Newcastle Upon Tyne

Newcastle University Dental School

Project Details

Client

Newcastle University

Location

Newcastle Upon Tyne

Sector

Healthcare

Scope of Works

  • £5.5m Project value
  • £2.5m construction value
  • £1.0m MEP value
  • 1,000m2 of GIA
  • Two stage tender
  • BIM Level 2
  • Full MEP designer duties from RIBA 2 to RIBA 6
  • CENE 2025 Award Nominee for Integration and Collaborative Working

The dental school entrance with Newcastle University branding on Level 7 of the Dental Hospital
Rows of dental training bays in the new Newcastle University simulation suite, with MEP designed by CAD21
A seminar room with bench seating and display screen, one of the varied spaces the ventilation had to serve
An individual clinical teaching room with dental chair, services and task lighting
Students working at the dental simulation bays, the finished training suite in use on Level 7

Project Overview

MEP design for a new dental training school on a live acute hospital floor

Newcastle University needed a modern dental training school on the top floor of its 1974 Dental Hospital on the Royal Victoria Infirmary site.
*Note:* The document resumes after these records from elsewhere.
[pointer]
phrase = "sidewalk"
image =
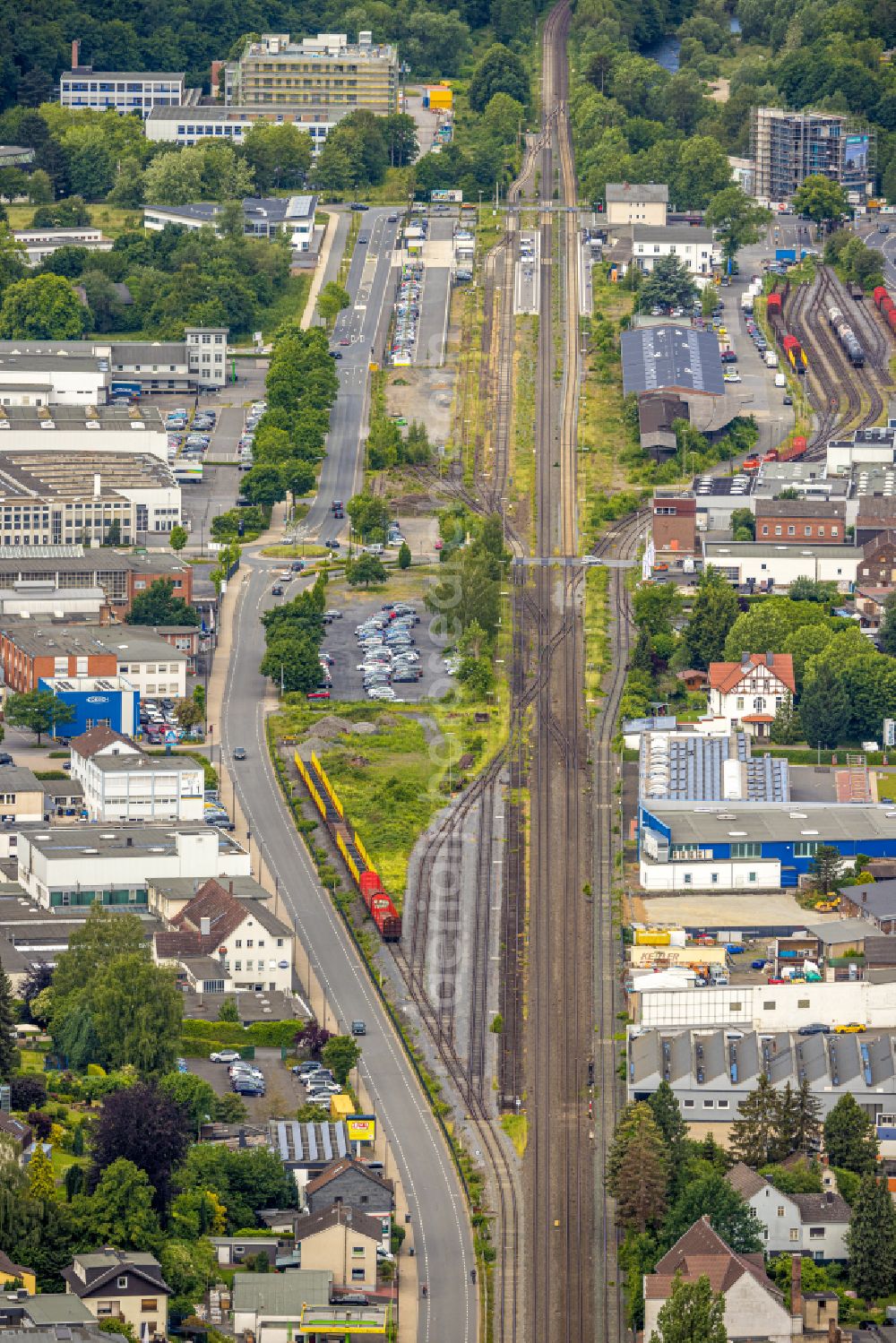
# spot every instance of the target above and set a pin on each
(406, 1264)
(320, 271)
The building is a working acute hospital run by Newcastle upon Tyne Hospitals, served by central MEP shared across the site, so remodelling one floor meant designing into services the rest of the building relied on, and to both the University’s and the NHS Trust’s standards at once.

CAD21 joined the GSS Architecture-led team as MEP designer for RIBA Stages 2 to 6, covering 1,000m² and a complete new mechanical and electrical installation. The floor stayed live throughout, with Level 6 occupied directly below, so the design had to keep everything running while the new school took shape above.

The spaces each asked for something different: laboratories needing correct pressure regimes for fume cupboards, seminar rooms for large groups, and digital simulation suites with high heat gains. Variable air volume dampers let the floor’s air modulate with the whole-building system, so ventilation to every other floor was untouched and the tie-in needed only out-of-hours commissioning. Investigating the existing risers and ductwork meant much of the primary service could be cleaned, tested and reused, saving cost and programme while cutting waste.

The facility was delivered with the hospital running around it throughout, and the project was a CENE 2025 nominee for Integration and Collaborative Working.